Dr. Dobb's Journal July 1998
Central to the eXtensible Markup Language (XML) philosophy is that the structure and content of information should be captured without concern for how the information will be rendered on a computer display, paper, voice synthesis, and others. Responsibility for rendering XML has been delegated to a sister standard known as eXtensible Style Language (XSL). (For more information on XML, see my article "XML Programming in Python," DDJ, February 1998.)

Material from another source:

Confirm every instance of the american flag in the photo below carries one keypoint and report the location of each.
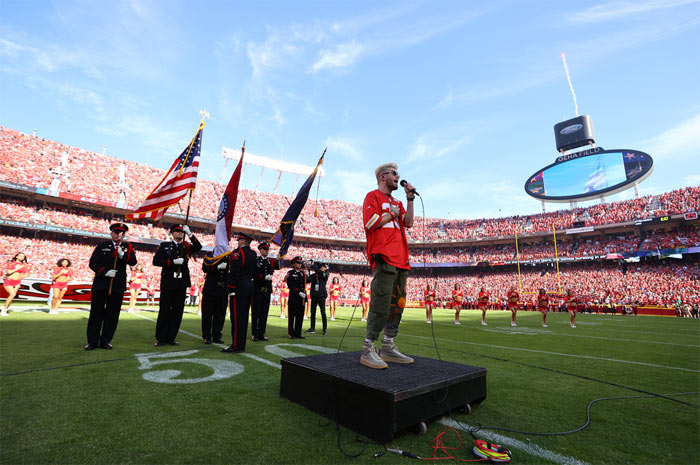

Like XML, XSL is a World Wide Web Consortium (W3C) initiative. In August of 1997, a draft proposal for XSL was made available as a discussion document by the W3C (http://www.w3.org/TR/NOTE-XSL.html). Although, the working draft for XSL is just that, a number of XSL applications have already appeared. In particular, Microsoft has released MSXSL, a "technology preview" implementation that is freely available at http://www.microsoft.com/xml/. In this article, I will present an overview of XSL and illustrate how it can be used with MSXSL.
As Figure 1 illustrates, the XSL philosophy can be summed up as "late binding of presentation semantics." In simple English, the idea is that information about how a document should look when rendered (presentation semantics) is separated from the document content and housed in a stylesheet. The process of creating a rendition of the content happens late -- preferably right at the point that someone wants to view it (hence, late binding).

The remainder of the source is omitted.